Don’t bet on anything being a sure thing at this time short term. Most believe the global recovery is real and will keep equities from hitting March lows. That may be true or not. The fundamentals are still not there and the recovery is based on stimulus that has to be eventually pulled in all the nations using it for growth.
The U.S. is on its last legs as are several developed nations due to debt. It isn’t one nation in Europe that threatens it but several. Here is it is several of the large GDP states that threaten us and the fact that we are still using the policies that got us into this crisis because, to end them would mean “Depression” now, instead of later.
When you have your own government accountants in both the GAO and CBO saying we are using policies that are unsustainable and the GOA, in writing telling Congress we face the loss of our standard of living AND domestic tranquility.
The loss of domestic tranquility is a nice way of saying riots, looting, rising crime rates and people committing suicide that can no longer get the basic needs for their families. This is how empires normally end and we are following a trend put in place in empires for thousands of years.
The dollar is toast but, we just don’t have the timing. Even if they started doing what was best for the nation, they can’t get out of this without a depression and getting household, corporate, city, state and federal debt down to a manageable level. The last time took 10 year or so. Some think it can be done in five years but, often that doesn’t take into consideration, we have the global reserve currency. That will make it worse for us due to our massive dependence on imports for food, goods, raw materials for our factories, and energy.
The one thing a global economic collapse would mean is that prices on commodities that are used for factories would stop rising and resume the plunge like we saw when the global economy headed down. That would trigger even more stimulus and drive gold up but, the stimulus won’t have even the boost (what little there was) that it did this time.

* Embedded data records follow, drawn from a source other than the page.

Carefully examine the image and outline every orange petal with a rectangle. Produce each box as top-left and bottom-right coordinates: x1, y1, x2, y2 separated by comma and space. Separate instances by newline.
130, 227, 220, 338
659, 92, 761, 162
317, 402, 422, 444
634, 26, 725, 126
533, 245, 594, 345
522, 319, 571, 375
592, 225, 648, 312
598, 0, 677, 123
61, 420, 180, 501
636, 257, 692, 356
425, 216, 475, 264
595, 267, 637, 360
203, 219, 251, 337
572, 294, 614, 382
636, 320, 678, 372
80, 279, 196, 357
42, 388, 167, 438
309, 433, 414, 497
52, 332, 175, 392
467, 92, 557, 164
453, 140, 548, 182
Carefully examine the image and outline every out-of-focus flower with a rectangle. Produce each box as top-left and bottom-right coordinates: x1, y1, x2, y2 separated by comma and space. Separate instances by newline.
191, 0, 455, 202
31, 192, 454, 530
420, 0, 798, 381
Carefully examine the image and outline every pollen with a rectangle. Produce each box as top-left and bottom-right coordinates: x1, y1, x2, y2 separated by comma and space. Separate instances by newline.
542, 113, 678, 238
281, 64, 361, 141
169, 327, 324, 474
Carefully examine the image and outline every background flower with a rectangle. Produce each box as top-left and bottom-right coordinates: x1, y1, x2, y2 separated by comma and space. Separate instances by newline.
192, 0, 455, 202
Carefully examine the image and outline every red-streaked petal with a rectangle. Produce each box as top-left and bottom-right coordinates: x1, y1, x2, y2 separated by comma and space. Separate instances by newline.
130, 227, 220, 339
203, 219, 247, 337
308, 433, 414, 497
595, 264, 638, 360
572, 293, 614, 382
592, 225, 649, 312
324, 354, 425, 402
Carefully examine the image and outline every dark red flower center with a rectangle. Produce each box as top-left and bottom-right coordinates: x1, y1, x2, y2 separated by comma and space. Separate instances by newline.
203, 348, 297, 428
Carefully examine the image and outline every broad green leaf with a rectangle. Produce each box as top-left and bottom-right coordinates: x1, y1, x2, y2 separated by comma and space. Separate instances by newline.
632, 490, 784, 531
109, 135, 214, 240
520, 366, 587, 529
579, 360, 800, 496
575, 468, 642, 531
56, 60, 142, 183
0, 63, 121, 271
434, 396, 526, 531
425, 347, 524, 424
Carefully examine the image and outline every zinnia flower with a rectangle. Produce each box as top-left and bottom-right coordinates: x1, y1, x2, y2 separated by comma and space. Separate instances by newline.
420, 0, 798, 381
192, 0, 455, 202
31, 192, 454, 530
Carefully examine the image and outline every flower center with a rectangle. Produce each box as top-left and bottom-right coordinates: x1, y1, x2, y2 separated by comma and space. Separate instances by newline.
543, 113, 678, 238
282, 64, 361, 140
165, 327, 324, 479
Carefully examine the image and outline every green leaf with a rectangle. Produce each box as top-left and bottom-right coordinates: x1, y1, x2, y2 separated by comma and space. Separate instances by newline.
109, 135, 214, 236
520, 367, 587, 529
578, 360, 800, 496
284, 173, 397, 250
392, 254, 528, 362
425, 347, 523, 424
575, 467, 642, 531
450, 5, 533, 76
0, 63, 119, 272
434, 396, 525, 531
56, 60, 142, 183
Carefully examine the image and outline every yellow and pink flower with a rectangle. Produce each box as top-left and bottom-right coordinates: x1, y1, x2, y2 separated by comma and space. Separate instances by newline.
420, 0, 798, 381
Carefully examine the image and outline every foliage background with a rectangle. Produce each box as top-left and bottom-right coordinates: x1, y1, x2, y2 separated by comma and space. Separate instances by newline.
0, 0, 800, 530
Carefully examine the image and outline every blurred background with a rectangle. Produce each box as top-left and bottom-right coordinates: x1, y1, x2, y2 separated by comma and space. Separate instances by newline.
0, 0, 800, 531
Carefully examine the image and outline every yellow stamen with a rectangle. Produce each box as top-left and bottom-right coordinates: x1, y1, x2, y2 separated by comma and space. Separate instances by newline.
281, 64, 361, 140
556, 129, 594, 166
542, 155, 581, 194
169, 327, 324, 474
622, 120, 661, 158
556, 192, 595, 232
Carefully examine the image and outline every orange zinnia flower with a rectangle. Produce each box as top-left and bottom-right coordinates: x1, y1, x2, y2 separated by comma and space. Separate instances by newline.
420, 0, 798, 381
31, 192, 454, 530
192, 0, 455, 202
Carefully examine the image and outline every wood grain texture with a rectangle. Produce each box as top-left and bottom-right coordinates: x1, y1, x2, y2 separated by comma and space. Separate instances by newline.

We better hope the global recovery is real and we do have inflation because that would even help the U.S. from having as bad a depression as we will have because those who prepare for that inflation will be able to keep spending. A default may happen but, isn’t as likely when you have your own debt in your own currency. It is more likely when your debt is held in other currencies.
Gold could easily go down another $80 or so and test the level India bought at and the dollar could rally in price for as long as the euro is going down as it is 57% of the weight the dollar is measured against. With the much higher leverage Europe has, its financial system is at great risk due to several nation that are at high risk.
Gold is an indicator of financial health and currency health and where trends are leading the developed nations and whether gold is very accurate or not, the trends are all bad in the developed nations. Again, they are depending on the emerging markets and their recovery as being real to prop them up. That is why they allowed them into what was the G-7 and is now the G-20. They have to cater to them as more and more economic power shifts to them.
It is the emerging markets that will determine global prices of foods, goods, and services here and in other developed nations not our demand or Europe’s demand. They have already passed the total consumption of oil in developed nations and are the main reason the IEA has been raising demand forecasts for 2010 and beyond. A global downturn will make all those forecasts look silly but, if the global recovery is real, it will make our citizens all the more miserable and continue to erode paychecks.
Also, according to analysts I have read, 20% corrections in commodities is normal and to be expected from time to time in their 20 year bull runs.